In interviews with the News, students in Stiles expressed positive reactions to Camacho’s appointment.  

“Especially in these uncertain times, it’s comforting to know that when we arrive back on campus, a familiar face we all respect and love will be there to welcome us,” said Joe Boland ’23 in an email.

Katherine Du ’22 told the News in an email that from “the first day” she arrived on campus, Camacho made her “feel at home” immediately. She cherishes her conversations with Camacho who, she wrote, cares “deeply” about her passions, family and ideas. 

A Stiles student and ER&M major, Gabriella Blatt ’21 wrote in an email that Camacho’s “teaching and mentorship” was part of the reason why she declared ER&M as her major.

“She’s one of those professors where you go to their office hours just to talk to them because of how amazing she is as not only a professor but as a human overall,” Blatt wrote. 

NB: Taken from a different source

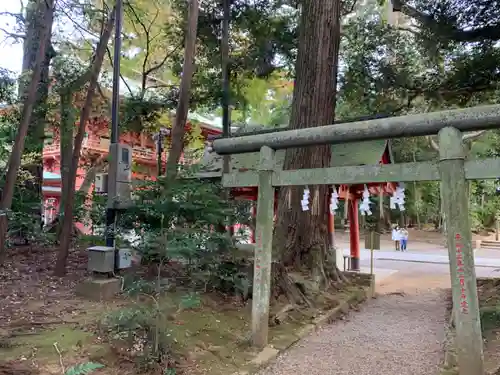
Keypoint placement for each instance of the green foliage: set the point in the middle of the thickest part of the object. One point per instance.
(83, 368)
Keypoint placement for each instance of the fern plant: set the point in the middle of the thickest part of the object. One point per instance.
(83, 368)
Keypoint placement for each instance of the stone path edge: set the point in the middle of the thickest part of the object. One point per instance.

She said that students in Stiles were “devastated” that Head Pitti was leaving. Now, she wrote, students are thrilled about Camacho’s appointment, and many claim Stiles to be “the best residential college” because of it. 

Maslen Ward ’20 wrote to the News in an email that she was “incredibly sad” to hear that Head Pitti would be leaving, but “could not be more ecstatic” about Camacho’s appointment. 

“As chair of ER&M,” Ward wrote, “Professor Camacho has always put students first…[she] has made both Ezra Stiles and ER&M a home to so many—and I am so excited the University is recognizing her brilliant leadership in appointing her to this position. Stiles and ER&M are communities I am proud to be a part of, and eternally grateful to Professor Camacho’s care and devotion in cultivating them.”

Camacho’s appointment will be effective July 1.